{wrappingtransformers}
provides acess to some functions of some
pretrained NLP models shared on Hugging Face’s model community platform
through R that you’d normally access using Python.
- Currently implemented:
flair/ner-german-large
- sequence tagger
- Planned:
flair/ner-german
- sequence tagger
deepset/bert-base-german-cased-hatespeech-GermEval18Coarse
- text classification
Because {wrappingtransformers}
has Python dependencies, the setup is a
bit more complicated than usual — you’ll have to run some extra commands
before you can use it.
If you just want to use transformers from within R, run the following commands in R. This will create a local Python installation that will only be used by R and install the needed Python package for you.
install.packages("reticulate")
reticulate::install_miniconda(update = TRUE) # Install Python
reticulate::py_install('transformers') # Install the Python transformers package
remotes::install_github("balthasars/wrappingtransformers") # Install this package
After running these commands restart R.
Discover what version of Python will be used unless you set it manually as suggested below. transformers is tested with Python 3.6. In my experience >= 3.9 works best.
reticulate::py_discover_config()
If you’re happy with what this indicates, you may skip over the following steps.
If not, set the environmental varible RETICULATE_PYTHON
to the desired
Python version path interactively with usethis::edit_r_environ()
or
using Sys.setenv()
:
Sys.setenv(RETICULATE_PYTHON = "/usr/local/bin/python3.9")
Alternatively you can select the Python environment using the reticulate package:
reticulate::use_python(python = "/usr/local/bin/python3.9")
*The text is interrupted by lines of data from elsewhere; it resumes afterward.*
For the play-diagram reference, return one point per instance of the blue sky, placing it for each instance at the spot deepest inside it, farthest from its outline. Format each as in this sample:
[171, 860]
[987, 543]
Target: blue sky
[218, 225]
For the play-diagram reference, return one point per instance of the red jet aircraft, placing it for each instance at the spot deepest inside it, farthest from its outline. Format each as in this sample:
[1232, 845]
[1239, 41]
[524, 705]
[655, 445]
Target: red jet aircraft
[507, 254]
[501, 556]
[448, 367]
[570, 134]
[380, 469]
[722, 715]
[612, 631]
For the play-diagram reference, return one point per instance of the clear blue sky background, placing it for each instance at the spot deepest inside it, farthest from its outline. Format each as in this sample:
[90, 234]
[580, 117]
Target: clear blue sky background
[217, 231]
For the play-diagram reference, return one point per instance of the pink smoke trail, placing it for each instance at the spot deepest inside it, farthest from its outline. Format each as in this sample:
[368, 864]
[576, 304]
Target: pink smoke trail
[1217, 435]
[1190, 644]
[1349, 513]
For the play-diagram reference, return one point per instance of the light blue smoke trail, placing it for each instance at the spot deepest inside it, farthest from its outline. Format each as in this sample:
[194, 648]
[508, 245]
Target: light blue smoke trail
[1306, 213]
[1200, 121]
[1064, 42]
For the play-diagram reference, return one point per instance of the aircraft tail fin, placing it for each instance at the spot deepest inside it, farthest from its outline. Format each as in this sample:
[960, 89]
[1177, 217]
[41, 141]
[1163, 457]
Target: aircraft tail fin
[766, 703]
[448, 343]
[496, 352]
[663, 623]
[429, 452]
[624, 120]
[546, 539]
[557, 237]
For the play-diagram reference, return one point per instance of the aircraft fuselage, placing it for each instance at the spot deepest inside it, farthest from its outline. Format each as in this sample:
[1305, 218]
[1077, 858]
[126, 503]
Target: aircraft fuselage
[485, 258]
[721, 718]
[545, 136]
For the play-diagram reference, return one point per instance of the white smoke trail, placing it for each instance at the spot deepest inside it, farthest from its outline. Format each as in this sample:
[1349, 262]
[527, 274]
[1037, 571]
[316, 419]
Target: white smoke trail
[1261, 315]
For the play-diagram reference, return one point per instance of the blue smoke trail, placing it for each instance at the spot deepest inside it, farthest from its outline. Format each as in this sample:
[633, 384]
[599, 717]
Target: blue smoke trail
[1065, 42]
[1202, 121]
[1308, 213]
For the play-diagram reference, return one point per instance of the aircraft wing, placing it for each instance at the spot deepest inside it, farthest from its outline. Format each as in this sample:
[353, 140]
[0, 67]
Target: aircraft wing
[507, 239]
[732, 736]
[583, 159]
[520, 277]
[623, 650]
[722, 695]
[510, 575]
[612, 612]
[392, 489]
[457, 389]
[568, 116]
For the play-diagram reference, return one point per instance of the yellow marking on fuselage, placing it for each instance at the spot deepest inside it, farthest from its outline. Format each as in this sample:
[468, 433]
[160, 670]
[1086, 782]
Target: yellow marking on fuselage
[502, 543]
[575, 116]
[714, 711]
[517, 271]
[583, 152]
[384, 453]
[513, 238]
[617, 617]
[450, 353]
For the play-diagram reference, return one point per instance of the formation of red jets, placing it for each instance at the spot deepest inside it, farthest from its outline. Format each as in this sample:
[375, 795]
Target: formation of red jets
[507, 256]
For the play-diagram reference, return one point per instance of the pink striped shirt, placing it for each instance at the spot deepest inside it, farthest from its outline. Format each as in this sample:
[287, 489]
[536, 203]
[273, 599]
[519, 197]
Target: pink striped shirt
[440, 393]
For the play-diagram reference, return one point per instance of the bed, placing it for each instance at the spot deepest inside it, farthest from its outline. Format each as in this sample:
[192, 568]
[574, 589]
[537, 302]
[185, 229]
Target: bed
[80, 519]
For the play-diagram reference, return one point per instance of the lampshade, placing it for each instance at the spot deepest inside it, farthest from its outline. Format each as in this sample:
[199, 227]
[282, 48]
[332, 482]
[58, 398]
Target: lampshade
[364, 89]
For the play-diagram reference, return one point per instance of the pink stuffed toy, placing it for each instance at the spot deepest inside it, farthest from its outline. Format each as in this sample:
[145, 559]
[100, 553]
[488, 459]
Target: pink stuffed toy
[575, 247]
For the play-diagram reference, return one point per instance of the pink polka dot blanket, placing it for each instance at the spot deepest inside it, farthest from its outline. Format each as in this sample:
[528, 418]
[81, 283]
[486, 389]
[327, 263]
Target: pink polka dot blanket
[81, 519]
Use create_wrappingtransformers_venv()
to create a new environment
solely for the purpose of using this package.
This will install all required Python libraries using the version of
python indicated in the environment variable RETICULATE_PYTHON
if you
don’t indicate it in argument python_path
.
create_wrappingtransformers_venv(python_path = NULL)
If you already have a Python environment with transformers installed,
name it in the virtualenv
argument. This will set it up for the rest
of this R session.
reticulate::use_virtualenv(virtualenv = "myenv")
or use Conda:
reticulate::use_condaenv(condaenv = "myenv")
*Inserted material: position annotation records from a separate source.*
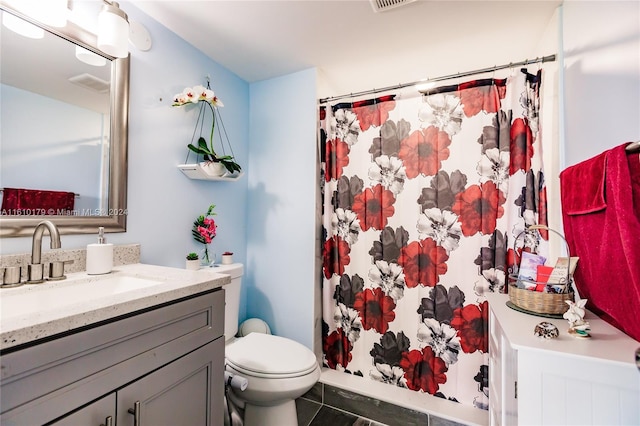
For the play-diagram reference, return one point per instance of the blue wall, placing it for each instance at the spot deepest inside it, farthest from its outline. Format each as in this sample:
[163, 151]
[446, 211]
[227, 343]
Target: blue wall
[281, 207]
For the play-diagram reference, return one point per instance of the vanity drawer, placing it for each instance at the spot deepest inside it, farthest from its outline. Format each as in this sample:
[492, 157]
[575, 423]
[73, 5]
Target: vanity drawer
[92, 362]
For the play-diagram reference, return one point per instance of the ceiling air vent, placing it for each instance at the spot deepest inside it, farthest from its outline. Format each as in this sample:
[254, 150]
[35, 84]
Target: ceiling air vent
[91, 82]
[383, 5]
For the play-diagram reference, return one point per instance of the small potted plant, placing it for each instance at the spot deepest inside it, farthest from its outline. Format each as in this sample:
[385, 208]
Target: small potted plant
[227, 258]
[193, 261]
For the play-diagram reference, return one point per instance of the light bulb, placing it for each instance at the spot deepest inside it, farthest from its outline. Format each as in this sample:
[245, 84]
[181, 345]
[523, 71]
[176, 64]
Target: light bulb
[113, 31]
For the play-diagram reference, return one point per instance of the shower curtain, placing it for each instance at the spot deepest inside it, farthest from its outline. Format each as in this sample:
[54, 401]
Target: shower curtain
[422, 198]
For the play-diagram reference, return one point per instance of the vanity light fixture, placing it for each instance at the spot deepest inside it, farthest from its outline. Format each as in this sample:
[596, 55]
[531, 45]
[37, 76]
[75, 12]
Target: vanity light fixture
[50, 12]
[20, 26]
[90, 58]
[113, 30]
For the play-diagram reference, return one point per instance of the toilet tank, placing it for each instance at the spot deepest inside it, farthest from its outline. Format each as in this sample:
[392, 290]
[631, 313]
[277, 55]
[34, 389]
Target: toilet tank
[231, 297]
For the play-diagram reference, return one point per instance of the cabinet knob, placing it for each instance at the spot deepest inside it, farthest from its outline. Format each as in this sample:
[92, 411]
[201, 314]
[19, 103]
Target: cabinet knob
[107, 421]
[135, 411]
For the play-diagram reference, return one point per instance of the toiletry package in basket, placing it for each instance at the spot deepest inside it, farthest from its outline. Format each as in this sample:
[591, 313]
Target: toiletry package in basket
[538, 288]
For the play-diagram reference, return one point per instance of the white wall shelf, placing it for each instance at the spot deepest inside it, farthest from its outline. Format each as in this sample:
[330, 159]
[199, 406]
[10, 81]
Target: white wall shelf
[195, 171]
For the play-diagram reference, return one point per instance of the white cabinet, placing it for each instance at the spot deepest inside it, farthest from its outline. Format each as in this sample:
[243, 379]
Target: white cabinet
[561, 381]
[165, 364]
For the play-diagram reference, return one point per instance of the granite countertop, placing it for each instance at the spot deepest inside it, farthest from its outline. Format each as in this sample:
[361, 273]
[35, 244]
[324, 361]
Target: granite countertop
[35, 311]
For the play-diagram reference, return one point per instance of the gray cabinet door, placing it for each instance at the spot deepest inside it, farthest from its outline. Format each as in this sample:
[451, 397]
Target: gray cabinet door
[94, 414]
[186, 392]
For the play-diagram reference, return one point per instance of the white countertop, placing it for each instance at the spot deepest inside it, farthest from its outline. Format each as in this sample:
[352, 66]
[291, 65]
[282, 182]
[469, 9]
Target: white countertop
[31, 312]
[607, 343]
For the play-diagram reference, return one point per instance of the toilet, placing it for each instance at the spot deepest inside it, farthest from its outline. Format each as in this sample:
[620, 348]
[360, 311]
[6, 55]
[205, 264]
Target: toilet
[278, 370]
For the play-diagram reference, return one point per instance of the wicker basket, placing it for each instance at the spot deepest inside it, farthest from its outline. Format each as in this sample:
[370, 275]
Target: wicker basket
[536, 302]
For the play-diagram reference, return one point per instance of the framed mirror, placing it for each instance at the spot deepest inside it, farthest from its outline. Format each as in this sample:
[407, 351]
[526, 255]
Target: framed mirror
[64, 130]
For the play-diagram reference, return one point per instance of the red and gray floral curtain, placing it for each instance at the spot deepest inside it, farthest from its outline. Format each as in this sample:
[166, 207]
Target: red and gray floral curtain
[422, 198]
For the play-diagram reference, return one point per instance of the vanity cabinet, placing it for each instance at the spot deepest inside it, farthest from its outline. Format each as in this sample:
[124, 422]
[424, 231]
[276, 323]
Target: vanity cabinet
[566, 380]
[160, 366]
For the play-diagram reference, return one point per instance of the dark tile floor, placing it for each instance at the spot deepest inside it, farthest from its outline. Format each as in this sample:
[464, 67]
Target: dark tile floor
[326, 405]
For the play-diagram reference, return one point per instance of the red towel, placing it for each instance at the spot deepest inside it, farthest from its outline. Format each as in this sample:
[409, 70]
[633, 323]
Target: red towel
[30, 202]
[602, 227]
[583, 186]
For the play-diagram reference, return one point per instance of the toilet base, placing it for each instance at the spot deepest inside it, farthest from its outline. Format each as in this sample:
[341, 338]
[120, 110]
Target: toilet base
[283, 414]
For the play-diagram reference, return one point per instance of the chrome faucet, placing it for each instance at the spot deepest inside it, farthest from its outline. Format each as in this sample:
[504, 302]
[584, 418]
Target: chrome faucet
[35, 268]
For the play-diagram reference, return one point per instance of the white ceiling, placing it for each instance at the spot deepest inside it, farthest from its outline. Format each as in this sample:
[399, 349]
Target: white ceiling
[262, 39]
Here’s a full example on how to use the NER tagger:
reticulate::use_python(python = "/usr/local/bin/python3.9", required = TRUE)
reticulate::use_virtualenv("wrappingtransformers", required = TRUE)
wt_load_model(model_name = "ner-german-large")
sentence_example <- "Santesuisse und Curaviva fordern eine Umverteilung"
wt_predict_labels_ner_german_large(sentence = sentence_example)
Here’s a full example on how to perform sequence classification:
reticulate::use_python(python = "/usr/local/bin/python3.9", required = TRUE)
reticulate::use_virtualenv(virtualenv = "wrappingtransformers", required = TRUE)
load_bert_base_german_cased_hatespeech()
sentence_example <- "Der Wichser muss raus."
wt_predict_bert_base_german_cased_hatespeech(sentence = sentence_example)